Raw Input
A,B,"C,D",E,"F,G",H,"I,J,K"
"Chang, Yao-Jen",33,MIS,"Taiwan, Taipei",M
Desired Output
A|B|"C,D"|E|"F,G"|H|"I,J,K"
"Chang, Yao-Jen"|33|MIS|"Taiwan, Taipei"|M
Script and Comments
Script1
[ 1] :loop
[ 2] s/^\([^"]*\("[^"]*"[^"]*\)*\),/\1|/
[ 3] t loop
Comments
  1. From left to right, we number double quotes from 1.
  2. Double quotes with number 2k-1 and 2k are of the same pair, where k is a positive integer.
  3. We can regard the contents of a line as an alternating sequence of type-A and type-B blocks, where
    • type-A block:
      consists of characters inside a pair of double quotes, including the enclosing double quotes.

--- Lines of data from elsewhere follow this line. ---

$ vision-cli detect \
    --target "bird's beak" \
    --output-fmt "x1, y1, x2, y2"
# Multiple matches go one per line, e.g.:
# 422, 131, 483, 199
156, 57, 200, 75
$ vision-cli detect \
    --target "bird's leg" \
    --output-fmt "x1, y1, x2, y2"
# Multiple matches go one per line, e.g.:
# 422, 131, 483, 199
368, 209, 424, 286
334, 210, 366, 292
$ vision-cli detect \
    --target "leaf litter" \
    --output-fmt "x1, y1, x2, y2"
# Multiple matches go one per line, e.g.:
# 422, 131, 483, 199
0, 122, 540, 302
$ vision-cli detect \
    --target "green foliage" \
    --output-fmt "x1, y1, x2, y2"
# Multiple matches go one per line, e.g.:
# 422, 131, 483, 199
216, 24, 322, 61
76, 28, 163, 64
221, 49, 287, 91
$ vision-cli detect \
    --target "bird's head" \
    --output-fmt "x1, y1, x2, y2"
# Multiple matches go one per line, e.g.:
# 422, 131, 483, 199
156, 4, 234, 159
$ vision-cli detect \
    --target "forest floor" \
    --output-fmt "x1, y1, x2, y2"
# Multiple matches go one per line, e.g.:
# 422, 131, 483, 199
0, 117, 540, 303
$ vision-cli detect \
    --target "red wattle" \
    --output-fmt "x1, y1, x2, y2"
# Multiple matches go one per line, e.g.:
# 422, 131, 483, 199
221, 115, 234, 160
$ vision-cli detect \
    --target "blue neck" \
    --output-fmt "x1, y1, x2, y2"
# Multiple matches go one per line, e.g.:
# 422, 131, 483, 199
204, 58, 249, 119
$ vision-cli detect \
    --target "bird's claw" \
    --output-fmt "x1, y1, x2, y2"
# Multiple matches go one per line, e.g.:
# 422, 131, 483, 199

    • type-B block:others.
    Using A and B to denote a block of type-A and type-B, respectively, the possible forms of a line are: A, B, AB, BA, ABA, BAB, ..., etc.
    Using regular expressions, we get A?(BA)*B? or B?(AB)*A?.
  4. For any comma NOT in a pair of double-quotes, the possible forms of the sequence of characters before it are: B, AB, BAB, ABAB, ..., etc., or B?(AB)*.
  5. The equivalent REs of type-A and type-B blocks are "[^"]*" and [^"]* , respectively.
  6. For versions of sed not supporting '?' and '{0,1}', we use B*(AB)* instead of B?(AB)*.